A principal alteração está relacionada à autorização para o funcionamento dos estabelecimentos comerciais durante os feriados.

Com a nova regra, será necessário que a possibilidade de trabalho nesses dias esteja prevista em uma convenção coletiva de trabalho, firmada entre o sindicato dos empregadores e o sindicato que representa os trabalhadores da categoria.

A negociação poderá estabelecer questões como escalas de trabalho, compensações, benefícios adicionais e outras condições para os funcionários que trabalharem nos feriados.

A mudança, portanto, transfere para a negociação coletiva uma parte importante da definição sobre o funcionamento do comércio nesses dias.

Nova regra vale para domingos?

Não. A nova regulamentação trata especificamente do trabalho em feriados no comércio.

De acordo com as informações divulgadas pelo Ministério do Trabalho, as regras para o funcionamento aos domingos continuam seguindo a legislação já vigente.

Portanto, a nova exigência de autorização por meio de convenção coletiva está relacionada à abertura do comércio em feriados.

Quais atividades já têm autorização para funcionar?

A exigência não se aplica às atividades que já possuem autorização permanente para funcionar em feriados. Entre elas estão:

  • Padarias e estabelecimentos de venda de pães e biscoitos;
  • Farmácias e estabelecimentos varejistas de produtos farmacêuticos;
  • Floriculturas e comércio de flores e coroas;
  • Barbearias e salões de beleza;
  • Postos de combustíveis;
  • Comércio varejista de gás liquefeito de petróleo (GLP);
  • Hotéis, restaurantes, bares e estabelecimentos similares;
  • Casas de diversões e estabelecimentos esportivos com ingresso pago;
  • Feiras-livres;
  • Agências de turismo e locadoras de veículos e embarcações;
  • Comércio em feiras e exposições;
  • Lavanderias e lavanderias hospitalares;
  • Serviços funerários.

Também estão incluídos na lista locadores de bicicletas e similares, além de porteiros e cabineiros de edifícios residenciais.

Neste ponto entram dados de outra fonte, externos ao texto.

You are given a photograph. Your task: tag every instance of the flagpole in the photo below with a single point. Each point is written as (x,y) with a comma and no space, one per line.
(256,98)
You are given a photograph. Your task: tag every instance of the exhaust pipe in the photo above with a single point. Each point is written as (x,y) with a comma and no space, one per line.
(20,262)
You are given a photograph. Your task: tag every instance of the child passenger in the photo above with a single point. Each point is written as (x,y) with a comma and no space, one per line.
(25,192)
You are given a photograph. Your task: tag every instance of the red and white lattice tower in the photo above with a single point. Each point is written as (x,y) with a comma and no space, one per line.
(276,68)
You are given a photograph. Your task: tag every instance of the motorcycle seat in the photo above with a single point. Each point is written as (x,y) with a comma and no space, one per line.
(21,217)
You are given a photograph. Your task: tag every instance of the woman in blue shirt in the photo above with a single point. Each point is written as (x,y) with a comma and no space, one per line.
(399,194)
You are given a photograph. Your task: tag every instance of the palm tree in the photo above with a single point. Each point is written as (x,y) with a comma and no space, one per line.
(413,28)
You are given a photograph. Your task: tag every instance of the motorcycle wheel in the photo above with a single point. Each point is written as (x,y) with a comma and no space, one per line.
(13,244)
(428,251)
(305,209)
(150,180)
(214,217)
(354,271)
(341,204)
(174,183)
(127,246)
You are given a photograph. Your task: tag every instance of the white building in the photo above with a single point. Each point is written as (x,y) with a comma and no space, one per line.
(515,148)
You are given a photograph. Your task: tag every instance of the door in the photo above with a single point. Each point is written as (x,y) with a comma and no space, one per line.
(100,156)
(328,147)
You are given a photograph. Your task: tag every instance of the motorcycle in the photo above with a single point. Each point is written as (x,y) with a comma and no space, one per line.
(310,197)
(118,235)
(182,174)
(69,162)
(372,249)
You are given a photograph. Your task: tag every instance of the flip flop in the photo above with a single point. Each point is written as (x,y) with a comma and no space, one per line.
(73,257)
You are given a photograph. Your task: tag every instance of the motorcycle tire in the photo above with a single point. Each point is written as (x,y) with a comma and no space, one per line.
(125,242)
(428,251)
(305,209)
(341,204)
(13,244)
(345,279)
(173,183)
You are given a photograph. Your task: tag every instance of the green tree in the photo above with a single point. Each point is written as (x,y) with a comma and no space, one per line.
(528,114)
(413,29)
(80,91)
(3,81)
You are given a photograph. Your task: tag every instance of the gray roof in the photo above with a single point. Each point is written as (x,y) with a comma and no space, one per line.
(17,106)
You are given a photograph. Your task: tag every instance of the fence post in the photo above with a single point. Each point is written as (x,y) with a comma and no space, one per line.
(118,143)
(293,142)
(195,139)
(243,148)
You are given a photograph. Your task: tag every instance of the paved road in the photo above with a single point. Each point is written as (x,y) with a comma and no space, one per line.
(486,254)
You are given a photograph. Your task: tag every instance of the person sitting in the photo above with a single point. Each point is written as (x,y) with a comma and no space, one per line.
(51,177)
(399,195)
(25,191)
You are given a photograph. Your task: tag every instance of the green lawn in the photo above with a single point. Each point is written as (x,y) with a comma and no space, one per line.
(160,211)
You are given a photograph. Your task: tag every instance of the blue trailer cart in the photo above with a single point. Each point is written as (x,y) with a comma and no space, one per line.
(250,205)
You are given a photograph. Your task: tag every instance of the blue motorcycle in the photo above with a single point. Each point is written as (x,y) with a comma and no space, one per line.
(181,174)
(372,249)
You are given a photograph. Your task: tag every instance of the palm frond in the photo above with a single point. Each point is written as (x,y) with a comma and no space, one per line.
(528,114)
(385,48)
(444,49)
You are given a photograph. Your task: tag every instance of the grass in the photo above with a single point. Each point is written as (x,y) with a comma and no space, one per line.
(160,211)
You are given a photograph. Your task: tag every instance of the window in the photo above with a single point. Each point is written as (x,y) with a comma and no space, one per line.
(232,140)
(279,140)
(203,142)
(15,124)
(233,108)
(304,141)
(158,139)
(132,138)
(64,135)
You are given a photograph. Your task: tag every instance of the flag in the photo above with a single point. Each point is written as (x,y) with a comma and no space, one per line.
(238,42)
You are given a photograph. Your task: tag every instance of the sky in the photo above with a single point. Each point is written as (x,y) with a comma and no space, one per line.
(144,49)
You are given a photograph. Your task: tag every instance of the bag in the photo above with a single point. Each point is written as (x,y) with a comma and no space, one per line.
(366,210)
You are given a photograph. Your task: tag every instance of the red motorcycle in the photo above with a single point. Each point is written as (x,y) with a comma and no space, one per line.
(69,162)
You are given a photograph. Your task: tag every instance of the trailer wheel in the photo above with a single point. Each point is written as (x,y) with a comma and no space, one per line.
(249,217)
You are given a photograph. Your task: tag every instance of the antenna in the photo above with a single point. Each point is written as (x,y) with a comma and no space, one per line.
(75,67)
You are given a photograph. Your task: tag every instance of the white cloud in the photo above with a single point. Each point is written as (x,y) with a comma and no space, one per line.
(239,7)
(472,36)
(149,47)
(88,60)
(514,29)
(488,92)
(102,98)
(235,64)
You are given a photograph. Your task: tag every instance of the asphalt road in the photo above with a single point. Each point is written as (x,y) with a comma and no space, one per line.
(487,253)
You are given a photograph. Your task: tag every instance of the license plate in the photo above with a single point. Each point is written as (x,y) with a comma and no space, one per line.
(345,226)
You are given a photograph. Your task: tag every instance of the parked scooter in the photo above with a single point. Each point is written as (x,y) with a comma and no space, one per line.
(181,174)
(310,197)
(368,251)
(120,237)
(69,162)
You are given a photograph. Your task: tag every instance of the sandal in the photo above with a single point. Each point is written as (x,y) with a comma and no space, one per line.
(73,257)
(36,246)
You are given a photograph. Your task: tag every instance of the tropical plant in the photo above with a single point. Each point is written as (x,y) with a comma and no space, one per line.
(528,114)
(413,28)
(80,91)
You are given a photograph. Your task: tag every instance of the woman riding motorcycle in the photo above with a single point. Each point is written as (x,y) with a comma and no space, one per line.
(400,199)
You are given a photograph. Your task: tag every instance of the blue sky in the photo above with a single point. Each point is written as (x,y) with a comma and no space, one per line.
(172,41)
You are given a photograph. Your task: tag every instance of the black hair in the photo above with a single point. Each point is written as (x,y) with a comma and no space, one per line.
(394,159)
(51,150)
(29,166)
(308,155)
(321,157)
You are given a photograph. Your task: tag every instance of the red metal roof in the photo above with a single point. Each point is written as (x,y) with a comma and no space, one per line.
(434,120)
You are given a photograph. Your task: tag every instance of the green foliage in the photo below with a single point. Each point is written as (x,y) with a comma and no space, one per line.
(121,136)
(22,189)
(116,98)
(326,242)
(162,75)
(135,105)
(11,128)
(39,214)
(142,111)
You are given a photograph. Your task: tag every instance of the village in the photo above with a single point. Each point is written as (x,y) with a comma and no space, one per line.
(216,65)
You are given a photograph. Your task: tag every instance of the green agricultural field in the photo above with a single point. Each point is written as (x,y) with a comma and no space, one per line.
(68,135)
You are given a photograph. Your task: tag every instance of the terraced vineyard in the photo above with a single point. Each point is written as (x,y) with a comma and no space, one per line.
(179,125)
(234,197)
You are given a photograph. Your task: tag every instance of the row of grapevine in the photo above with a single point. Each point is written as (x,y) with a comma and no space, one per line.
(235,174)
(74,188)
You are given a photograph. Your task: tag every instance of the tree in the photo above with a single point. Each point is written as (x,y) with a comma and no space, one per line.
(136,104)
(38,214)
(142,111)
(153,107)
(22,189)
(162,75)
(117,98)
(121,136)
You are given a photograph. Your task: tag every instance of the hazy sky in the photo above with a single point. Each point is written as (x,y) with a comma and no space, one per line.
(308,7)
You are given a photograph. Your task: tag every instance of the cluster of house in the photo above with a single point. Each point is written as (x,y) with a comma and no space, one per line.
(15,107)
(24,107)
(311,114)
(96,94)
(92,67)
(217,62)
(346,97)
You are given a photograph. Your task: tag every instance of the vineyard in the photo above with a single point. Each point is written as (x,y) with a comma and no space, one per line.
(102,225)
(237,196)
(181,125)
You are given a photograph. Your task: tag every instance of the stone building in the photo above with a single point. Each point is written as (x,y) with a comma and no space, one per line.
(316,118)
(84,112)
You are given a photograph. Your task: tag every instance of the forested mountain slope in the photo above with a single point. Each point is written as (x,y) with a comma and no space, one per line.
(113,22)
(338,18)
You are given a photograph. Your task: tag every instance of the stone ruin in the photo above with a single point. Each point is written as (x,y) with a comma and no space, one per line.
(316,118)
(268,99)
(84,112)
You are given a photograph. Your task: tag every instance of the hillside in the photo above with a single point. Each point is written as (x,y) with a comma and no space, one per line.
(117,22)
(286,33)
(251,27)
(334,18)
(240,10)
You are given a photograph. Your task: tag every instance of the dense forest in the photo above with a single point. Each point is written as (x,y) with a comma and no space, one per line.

O que acontece onde não há sindicato?

A nova portaria também prevê situações em que não existe sindicato representativo das categorias envolvidas em determinado município ou região.

Nesses casos, a negociação deverá seguir as regras estabelecidas pela Consolidação das Leis do Trabalho (CLT) para a celebração de convenções coletivas.

A mudança mantém o debate sobre o funcionamento do comércio em feriados no campo das negociações entre trabalhadores e empregadores.

O ministro do Trabalho, Luiz Marinho, defendeu o diálogo entre as partes para encontrar soluções que atendam às necessidades de trabalhadores e empresas. Representantes do setor empresarial também afirmaram que a negociação deve continuar diante das transformações no mundo do trabalho.

A regulamentação representa, portanto, uma mudança na forma como o trabalho em feriados no comércio será negociado, tornando a convenção coletiva um elemento central para a autorização do funcionamento nesses dias.